Measured ΔP = 125 in H₂O
Flowing pressure P₁ = 850 psia
Flowing temperature T₁ = 75°F = 535°R
Gas SG = 0.60, Z = 0.90, μ = 0.0115 cP, k = 1.28
Step 1: Beta ratio
β = 4.500 / 7.981 = 0.564
Step 2: Gas density
ρ = (850 × 0.60 × 28.97) / (0.90 × 10.73 × 535) = 2.86 lb/ft³
Step 3: Initial C estimate (assume Re = 1×10⁷)
C ≈ 0.605 (from Reader-Harris/Gallagher)
Step 4: E and Y factors
E = 1/√(1 - 0.564⁴) = 1.054
ΔP_psi = 125/27.7 = 4.51 psi
Y = 1 - (0.41 + 0.35×0.564⁴) × (4.51/850) / 1.28 = 0.9981
Step 5: Calculate flow rate
Q = 0.605 × 1.054 × 0.9981 × (π/4 × (4.5/12)²) × √(2 × 4.51 × 144 / 2.86)
Q = 0.637 × 0.1105 × 22.71 = 1.599 ft³/s = 95.9 cfm actual
Step 6: Convert to standard conditions
Q_std = 95.9 × (850/14.73) × (520/535) × (0.90/1.0)
Q_std = 95.9 × 57.7 × 0.972 × 0.90 = 4,841 scfm = 6.97 MMscfd
Step 7: Verify Reynolds number
v = Q / (π/4 × D²) = 1.599 / (π/4 × (7.981/12)²) = 4.59 ft/s
Re = ρ × v × D / μ = 2.86 × 4.59 × 7.981 / (0.0115 × 6.72×10⁻⁴) = 1.36×10⁷ ✓
Final answer: Q = 6.97 MMscfd (7.0 MMscfd rounded)
Example 2: Liquid Flow Calculation
Given:
Meter tube: 6" Schedule 40 (D = 6.065")
Orifice plate: d = 3.000"
Measured ΔP = 45 psi
Liquid: Crude oil, SG = 0.88, μ = 15 cP
Step 1: Beta ratio
β = 3.000 / 6.065 = 0.495
Step 2: Liquid density
ρ = 0.88 × 62.4 = 54.9 lb/ft³
Step 3: E factor (Y = 1 for liquids)
E = 1/√(1 - 0.495⁴) = 1.031
Step 4: Estimate velocity and Re
Assume v ≈ 8 ft/s: Re = ρ × v × D / μ
Re = 54.9 × 8 × 6.065 / (15 × 6.72×10⁻⁴ × 12) = 2.20×10⁵
Step 5: Calculate C (using Reader-Harris for Re = 2.2×10⁵)
C ≈ 0.604
Step 6: Calculate flow rate
Q = 0.604 × 1.031 × (π/4 × (3/12)²) × √(2 × 45 × 144 / 54.9)
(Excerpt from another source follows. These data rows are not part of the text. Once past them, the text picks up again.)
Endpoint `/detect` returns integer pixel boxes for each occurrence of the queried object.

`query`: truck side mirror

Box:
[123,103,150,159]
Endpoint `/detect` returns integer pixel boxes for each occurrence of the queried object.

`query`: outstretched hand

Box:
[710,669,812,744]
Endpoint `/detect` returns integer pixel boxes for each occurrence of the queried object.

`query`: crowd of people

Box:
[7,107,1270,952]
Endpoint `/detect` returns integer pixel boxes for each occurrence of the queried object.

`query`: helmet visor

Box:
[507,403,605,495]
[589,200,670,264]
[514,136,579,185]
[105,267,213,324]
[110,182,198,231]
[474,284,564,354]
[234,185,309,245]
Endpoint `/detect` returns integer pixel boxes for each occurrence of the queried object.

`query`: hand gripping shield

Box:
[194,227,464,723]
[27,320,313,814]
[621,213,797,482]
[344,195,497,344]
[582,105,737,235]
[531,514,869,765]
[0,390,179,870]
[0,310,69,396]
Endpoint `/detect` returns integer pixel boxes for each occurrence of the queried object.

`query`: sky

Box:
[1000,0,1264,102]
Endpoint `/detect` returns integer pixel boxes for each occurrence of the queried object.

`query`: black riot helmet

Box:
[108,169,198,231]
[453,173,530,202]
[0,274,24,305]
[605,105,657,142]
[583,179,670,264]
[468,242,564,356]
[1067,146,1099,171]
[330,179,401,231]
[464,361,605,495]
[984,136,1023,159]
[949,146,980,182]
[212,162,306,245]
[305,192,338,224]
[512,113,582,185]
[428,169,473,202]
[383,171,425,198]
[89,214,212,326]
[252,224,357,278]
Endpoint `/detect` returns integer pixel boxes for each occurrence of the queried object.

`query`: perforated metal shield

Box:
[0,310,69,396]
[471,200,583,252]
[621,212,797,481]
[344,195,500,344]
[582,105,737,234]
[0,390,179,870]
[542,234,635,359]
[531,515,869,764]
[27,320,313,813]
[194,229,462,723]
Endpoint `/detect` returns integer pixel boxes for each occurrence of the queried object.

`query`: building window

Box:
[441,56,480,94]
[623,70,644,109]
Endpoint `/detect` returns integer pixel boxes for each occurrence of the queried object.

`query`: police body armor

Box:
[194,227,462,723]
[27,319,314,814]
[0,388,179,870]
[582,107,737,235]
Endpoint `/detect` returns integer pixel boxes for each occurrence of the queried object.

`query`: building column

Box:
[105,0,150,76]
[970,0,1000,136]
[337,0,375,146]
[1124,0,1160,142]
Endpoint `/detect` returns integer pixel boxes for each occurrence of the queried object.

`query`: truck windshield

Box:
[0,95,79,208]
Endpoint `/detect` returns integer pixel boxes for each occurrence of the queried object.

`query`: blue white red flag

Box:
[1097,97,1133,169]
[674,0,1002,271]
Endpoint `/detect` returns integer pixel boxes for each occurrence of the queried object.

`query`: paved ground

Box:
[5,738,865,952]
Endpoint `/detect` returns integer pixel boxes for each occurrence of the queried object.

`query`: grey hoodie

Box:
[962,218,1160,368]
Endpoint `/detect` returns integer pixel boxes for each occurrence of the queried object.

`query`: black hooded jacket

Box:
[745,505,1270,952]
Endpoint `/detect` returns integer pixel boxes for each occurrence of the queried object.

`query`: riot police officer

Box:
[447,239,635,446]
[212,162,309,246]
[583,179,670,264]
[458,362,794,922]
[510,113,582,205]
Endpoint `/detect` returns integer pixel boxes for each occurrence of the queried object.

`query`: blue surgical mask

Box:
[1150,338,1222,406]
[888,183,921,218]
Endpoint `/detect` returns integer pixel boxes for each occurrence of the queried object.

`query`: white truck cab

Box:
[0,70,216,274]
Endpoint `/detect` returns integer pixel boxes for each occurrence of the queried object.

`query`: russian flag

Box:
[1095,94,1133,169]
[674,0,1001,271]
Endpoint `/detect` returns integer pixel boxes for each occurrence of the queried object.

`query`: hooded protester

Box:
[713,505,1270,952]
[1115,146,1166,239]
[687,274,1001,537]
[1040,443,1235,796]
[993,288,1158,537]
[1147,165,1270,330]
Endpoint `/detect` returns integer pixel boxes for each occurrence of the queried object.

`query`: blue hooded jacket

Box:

Q = 0.623 × 0.0491 × 13.73 = 0.420 ft³/s
Convert to bbl/day:
Q = 0.420 ft³/s × 86,400 s/day / 5.615 ft³/bbl = 6,461 bbl/day
Final answer: Q = 6,460 bbl/day
Troubleshooting Common Issues
Flow rate too high (under-measuring ΔP): Check for tap blockage, condensate leg imbalance, transmitter zero error
Flow rate too low (over-measuring ΔP): Check for bypass leak around plate, damaged orifice edge, wrong plate installed
Erratic readings: Flow pulsation, upstream disturbance, liquid slugs in gas line, gas bubbles in liquid line
Accuracy degradation over time: Orifice erosion (high velocity), buildup on plate (dirty fluids), pipe roughness increase
Low Reynolds number: Increase ΔP by using smaller orifice, heat fluid to reduce viscosity, accept lower accuracy
Calibration and verification: For custody transfer, orifice meters should be verified annually by inspecting the plate for wear/damage and confirming bore diameter. Replace plate if diameter has changed by more than 0.1% or edge is damaged. Recertify differential pressure transmitter every 6-12 months.